Furthermore, BMOGWO surpasses NSGA-II in terms of both convergence and diversity when seeking solutions. This high convergence is primarily attributable to the leader selection method, which consistently identifies the three best leaders for each search agent. The algorithm’s ability to maintain diversity in solutions can be traced back to various techniques employed in maintaining the archive and selecting leaders. In particular, BMOGWO’s preference for the least crowded regions when choosing leaders significantly contributes to the preservation of diversity within the solutions. An additional noteworthy advantage of our model is its absence of parameter tuning requirements for BMOGWO, streamlining its utilization and making it an efficient choice for feature selection.
These results show the effectiveness of our approach in achieving feature reduction and enhancing classification accuracy, firmly establishing it as a superior alternative to NSGA-II in feature selection.
The primary implication of the study is the potential for improved sentiment analysis performance. By selecting a subset of relevant features and optimizing classification accuracy, the proposed hybrid algorithm can enhance the overall effectiveness of sentiment analysis models. This improvement can be beneficial for various applications, including recommendation systems, reviews analysis, and public opinion observation. The study highlights the efficiency of the feature selection process by significantly reducing the number of features. This reduction leads to reduced computational requirements. The study suggests new research directions for multi-objective feature selection and hybrid algorithms. The success of this approach may inspire researchers to explore similar techniques in various optimization problems, contributing to the advancement of evolutionary algorithms.
Despite excellent results on improved accuracy and feature set reduction, the proposed method has its limitations. The study primarily uses Multinomial Naive Bayes (MNB) for classification. Evaluating the proposed model with a variety of classifiers would provide a more comprehensive understanding of its generalizability and effectiveness. The study does not explicitly address the scalability of the proposed model. It is essential to assess its performance and efficiency as the size of the dataset and the number of features increase significantly. Imbalanced datasets can pose challenges for sentiment analysis. The study does not explicitly address methods for handling data imbalances, which can impact the model’s effectiveness.

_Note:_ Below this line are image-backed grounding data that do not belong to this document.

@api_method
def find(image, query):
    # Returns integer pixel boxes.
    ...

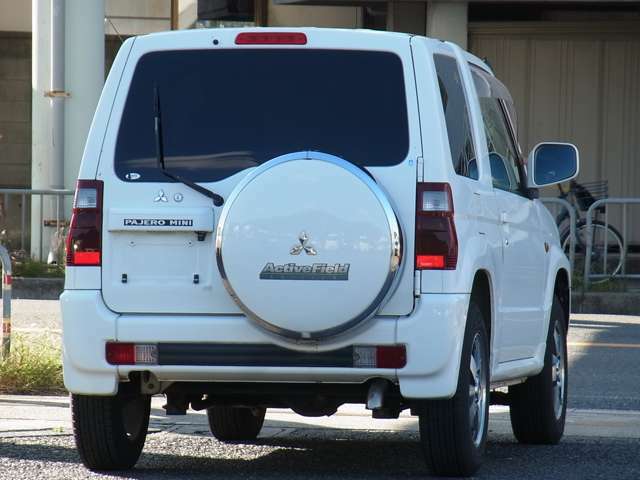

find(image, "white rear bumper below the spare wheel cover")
[60,290,469,398]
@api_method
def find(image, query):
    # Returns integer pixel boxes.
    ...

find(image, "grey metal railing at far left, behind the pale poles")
[0,188,74,260]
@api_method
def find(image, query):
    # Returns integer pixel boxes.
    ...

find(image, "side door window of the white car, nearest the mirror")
[471,67,523,193]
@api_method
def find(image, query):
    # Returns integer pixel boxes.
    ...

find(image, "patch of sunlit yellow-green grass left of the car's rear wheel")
[0,335,65,394]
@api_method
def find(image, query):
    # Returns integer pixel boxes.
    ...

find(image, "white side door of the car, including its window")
[471,67,546,362]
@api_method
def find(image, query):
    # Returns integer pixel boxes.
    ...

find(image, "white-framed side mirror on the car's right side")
[527,142,580,188]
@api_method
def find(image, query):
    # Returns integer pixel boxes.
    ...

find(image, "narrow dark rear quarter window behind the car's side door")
[433,55,478,180]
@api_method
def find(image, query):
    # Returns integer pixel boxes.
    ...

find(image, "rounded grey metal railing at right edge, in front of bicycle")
[583,197,640,289]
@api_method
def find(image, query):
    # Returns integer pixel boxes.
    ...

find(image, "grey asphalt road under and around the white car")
[0,301,640,480]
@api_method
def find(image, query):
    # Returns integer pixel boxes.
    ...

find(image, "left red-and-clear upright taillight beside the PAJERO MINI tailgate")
[66,180,102,267]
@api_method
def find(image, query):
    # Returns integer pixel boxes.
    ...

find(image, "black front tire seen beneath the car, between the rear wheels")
[207,406,266,442]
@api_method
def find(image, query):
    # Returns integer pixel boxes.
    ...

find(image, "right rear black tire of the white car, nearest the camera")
[419,298,490,477]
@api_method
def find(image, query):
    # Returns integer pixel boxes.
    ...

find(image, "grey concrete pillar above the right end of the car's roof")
[427,1,469,50]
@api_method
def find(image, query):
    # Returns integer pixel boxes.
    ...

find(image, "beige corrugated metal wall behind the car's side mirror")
[469,22,640,243]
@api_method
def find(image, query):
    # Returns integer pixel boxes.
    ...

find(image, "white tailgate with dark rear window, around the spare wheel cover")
[97,29,421,315]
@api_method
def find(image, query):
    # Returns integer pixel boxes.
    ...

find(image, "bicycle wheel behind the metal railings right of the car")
[561,220,625,284]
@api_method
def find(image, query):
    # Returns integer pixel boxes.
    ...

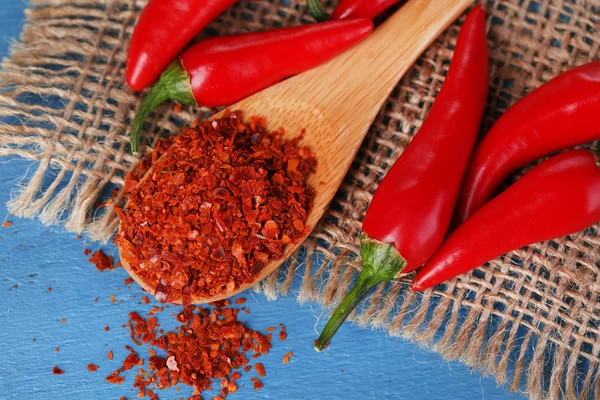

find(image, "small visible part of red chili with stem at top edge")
[307,0,400,21]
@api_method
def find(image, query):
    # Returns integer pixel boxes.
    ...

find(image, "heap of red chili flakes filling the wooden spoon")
[116,112,316,305]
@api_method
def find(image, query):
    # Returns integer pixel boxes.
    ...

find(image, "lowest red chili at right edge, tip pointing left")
[411,150,600,291]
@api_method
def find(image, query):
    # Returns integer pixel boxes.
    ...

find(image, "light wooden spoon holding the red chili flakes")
[119,0,473,303]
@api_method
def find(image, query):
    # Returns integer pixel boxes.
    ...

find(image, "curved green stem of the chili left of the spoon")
[129,61,196,155]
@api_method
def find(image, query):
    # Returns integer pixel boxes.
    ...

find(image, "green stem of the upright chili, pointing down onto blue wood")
[315,233,406,351]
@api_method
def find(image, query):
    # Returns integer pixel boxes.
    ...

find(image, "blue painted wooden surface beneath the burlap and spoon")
[0,0,521,400]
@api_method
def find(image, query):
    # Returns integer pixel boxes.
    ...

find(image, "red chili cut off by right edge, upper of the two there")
[453,61,600,226]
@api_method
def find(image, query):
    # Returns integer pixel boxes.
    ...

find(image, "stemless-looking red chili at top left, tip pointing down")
[125,0,237,91]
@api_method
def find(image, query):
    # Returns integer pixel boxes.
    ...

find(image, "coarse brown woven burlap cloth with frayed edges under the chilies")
[0,0,600,399]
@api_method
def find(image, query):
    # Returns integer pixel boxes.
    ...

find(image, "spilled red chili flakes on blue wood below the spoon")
[106,302,271,400]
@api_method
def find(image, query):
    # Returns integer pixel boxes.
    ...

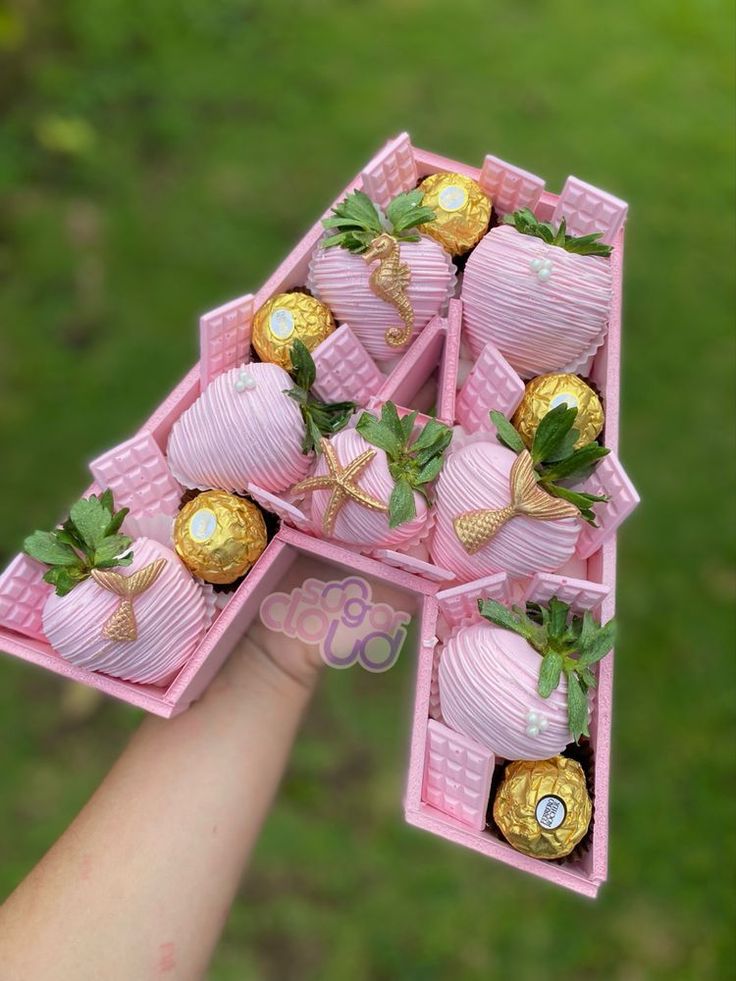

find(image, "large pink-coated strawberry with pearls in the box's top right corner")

Conclusion and future work
In this study, we introduced a novel hybrid multi-objective feature selection algorithm, addressing feature selection as a multi-objective challenge. We harnessed the combined power of IG and BMOGWO and achieved superior results. Our experimentation involved six diverse datasets, including the Stanford Sentiment Treebank, four Amazon product review datasets, and the Sentiment140 dataset. Experimental results showed that the proposed model was able to decrease the feature size size and improve the accuracy. The comparison of our model with NSGA-II showed its superiority in terms of feature reduction and accuracy improvement. Our model achieved up to 90 percent reduction in feature set size and up to nine percent improvement in accuracy. Notably, the Pareto fronts generated by our model exhibited more robust convergence and diversity compared to NSGA-II.
In future work, we aim to combine our proposed model with other metaheuristic algorithms like Particle Swarm Optimization (PSO). Furthermore, we intend to subject our model to evaluation with various machine learning classifiers and an expanded array of datasets.